Methods Enumeration areas (EAs) were used as the clusters for the Typhoid Conjugate Vaccine Trial in Ghana (TyVEGHA) study. The existing EA maps had two main limitations: they did not capture the structures and the boundaries were not clearly defined. We employed drones to take spatial pictures of the study area and generated GIS maps with well-defined boundaries. With the GIS maps, enumerators located and enumerated every participant in each structure within a cluster. A census form, developed on Commcare running on tablets, was used to capture the demographic, socio-economic and WASH attribute information of participants and households. For purposes of the mass vaccination, each participant in the study area was given a census identification (ID) card.
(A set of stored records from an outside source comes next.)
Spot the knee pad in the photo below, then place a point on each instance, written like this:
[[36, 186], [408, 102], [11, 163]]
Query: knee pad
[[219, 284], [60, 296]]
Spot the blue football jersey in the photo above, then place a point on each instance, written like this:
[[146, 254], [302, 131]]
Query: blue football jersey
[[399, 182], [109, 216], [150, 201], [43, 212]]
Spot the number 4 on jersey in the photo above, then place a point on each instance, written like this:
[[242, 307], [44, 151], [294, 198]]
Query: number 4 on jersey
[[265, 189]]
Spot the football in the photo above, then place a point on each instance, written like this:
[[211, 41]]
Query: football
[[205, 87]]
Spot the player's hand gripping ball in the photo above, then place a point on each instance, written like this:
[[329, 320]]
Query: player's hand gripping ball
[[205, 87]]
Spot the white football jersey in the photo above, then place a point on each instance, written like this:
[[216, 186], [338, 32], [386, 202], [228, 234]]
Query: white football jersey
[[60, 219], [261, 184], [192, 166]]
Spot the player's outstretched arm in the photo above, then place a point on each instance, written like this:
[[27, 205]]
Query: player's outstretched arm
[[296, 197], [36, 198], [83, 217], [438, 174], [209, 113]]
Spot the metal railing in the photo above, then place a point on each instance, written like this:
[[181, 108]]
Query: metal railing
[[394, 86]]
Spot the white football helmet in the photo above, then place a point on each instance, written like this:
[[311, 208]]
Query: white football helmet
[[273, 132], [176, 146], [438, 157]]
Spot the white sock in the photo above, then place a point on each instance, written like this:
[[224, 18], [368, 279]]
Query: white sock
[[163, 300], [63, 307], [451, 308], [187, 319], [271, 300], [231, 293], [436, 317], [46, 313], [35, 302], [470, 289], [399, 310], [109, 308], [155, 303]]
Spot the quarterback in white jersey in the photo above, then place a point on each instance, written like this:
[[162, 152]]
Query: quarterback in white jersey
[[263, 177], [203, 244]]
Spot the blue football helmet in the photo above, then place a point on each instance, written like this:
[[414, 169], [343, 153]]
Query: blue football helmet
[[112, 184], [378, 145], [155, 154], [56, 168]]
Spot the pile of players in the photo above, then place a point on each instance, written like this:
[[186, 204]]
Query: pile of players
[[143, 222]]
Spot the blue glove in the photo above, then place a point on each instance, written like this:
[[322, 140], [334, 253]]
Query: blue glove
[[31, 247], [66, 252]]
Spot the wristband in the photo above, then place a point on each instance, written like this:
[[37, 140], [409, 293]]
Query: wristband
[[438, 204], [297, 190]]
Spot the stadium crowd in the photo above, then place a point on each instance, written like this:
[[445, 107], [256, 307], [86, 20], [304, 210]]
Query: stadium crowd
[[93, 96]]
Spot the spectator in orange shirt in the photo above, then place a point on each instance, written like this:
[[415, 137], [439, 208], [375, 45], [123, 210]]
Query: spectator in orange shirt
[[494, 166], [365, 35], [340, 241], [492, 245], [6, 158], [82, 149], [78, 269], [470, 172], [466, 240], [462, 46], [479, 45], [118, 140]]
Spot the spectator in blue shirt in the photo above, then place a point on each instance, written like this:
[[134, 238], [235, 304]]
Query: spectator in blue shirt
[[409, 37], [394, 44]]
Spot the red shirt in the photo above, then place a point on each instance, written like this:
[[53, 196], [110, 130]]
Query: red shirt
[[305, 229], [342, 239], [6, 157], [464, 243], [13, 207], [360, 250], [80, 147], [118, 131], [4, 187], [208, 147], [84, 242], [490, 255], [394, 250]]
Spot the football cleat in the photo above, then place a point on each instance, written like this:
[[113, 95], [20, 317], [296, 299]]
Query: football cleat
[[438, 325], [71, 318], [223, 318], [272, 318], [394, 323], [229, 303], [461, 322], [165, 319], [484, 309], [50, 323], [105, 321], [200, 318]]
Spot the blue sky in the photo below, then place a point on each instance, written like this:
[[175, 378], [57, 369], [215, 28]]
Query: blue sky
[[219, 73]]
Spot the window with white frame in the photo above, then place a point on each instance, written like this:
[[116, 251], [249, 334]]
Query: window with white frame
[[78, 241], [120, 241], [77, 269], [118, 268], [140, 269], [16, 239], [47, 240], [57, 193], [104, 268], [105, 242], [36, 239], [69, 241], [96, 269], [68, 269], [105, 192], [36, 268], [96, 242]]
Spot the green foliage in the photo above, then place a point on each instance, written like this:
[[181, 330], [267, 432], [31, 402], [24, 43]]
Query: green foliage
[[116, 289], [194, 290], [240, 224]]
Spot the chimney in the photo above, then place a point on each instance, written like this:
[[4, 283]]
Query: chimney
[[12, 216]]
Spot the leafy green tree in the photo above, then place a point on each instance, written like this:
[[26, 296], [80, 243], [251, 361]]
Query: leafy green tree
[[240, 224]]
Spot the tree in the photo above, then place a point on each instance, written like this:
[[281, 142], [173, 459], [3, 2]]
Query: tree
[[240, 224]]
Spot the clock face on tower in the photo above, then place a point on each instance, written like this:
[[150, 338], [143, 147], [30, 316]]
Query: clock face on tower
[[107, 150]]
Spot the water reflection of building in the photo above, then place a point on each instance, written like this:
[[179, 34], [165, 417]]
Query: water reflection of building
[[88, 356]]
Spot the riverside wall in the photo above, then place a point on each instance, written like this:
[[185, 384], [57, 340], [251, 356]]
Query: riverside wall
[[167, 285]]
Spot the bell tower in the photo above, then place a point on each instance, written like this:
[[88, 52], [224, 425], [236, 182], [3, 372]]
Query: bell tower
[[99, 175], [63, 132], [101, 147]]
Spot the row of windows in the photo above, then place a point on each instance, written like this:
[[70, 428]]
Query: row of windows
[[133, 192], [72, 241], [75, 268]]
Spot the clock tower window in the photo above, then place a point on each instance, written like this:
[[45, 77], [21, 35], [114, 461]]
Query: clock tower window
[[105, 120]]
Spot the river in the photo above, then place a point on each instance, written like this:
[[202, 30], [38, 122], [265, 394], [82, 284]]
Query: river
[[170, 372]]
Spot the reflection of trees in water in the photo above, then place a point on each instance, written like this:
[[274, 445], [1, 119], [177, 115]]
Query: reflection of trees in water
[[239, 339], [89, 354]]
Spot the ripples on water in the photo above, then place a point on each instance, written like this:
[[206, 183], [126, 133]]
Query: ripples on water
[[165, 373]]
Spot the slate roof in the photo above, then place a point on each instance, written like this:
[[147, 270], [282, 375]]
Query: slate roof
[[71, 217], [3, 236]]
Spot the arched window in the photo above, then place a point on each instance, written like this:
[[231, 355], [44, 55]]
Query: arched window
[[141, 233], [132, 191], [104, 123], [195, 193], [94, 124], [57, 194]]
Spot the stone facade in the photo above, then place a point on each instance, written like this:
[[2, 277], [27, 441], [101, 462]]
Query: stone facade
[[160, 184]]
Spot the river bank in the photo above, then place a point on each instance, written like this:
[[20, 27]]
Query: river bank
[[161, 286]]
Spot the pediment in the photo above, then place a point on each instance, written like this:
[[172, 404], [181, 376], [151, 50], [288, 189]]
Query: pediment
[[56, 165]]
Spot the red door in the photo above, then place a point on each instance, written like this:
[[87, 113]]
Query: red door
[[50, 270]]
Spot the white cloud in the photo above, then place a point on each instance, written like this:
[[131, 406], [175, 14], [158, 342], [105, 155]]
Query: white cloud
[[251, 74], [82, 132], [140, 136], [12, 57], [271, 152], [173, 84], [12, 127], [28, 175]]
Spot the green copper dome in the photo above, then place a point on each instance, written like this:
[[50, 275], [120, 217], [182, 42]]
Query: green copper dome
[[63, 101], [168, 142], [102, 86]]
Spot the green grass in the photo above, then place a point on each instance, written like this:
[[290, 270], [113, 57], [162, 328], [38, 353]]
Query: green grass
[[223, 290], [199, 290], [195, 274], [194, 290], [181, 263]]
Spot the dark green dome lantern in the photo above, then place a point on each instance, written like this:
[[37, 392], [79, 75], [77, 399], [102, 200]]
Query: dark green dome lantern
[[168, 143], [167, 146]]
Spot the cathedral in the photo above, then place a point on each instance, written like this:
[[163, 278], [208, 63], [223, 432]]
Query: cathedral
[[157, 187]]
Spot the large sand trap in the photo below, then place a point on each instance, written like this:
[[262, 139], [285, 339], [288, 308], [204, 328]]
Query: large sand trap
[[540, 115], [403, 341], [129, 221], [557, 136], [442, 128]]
Results Overall, demographics of 73,625 individuals (i.e., 55,881 during baseline and 17,744 during the first update) from 15,029 households (13,266 for baseline and 1,764 for first update) were recorded. It was observed that 1,125(1.95%) birth, 343(0.59%) death, 2,219(3.84%) in-migration and 1,101(1.91%) out-migration occurred in the TyVEGHA catchment area between the baseline and first update. The eligible participants for the TyVEGHA trial during the baseline was 22,539/55,881 (40.33%). Due to the robust DSS, we observed a high vaccine coverage rate of 88.36% (20,323) including screen failures. Overall, 4.7% (961 per 20,323) queries were detected and quality control guidelines were used to resolve all queries weekly.

Conclusion Setting-up robust demographic surveillance in low-resource areas is necessary for improving the dearth of reliable data for planning health and socio-economic interventions and achieving high vaccine coverage rates.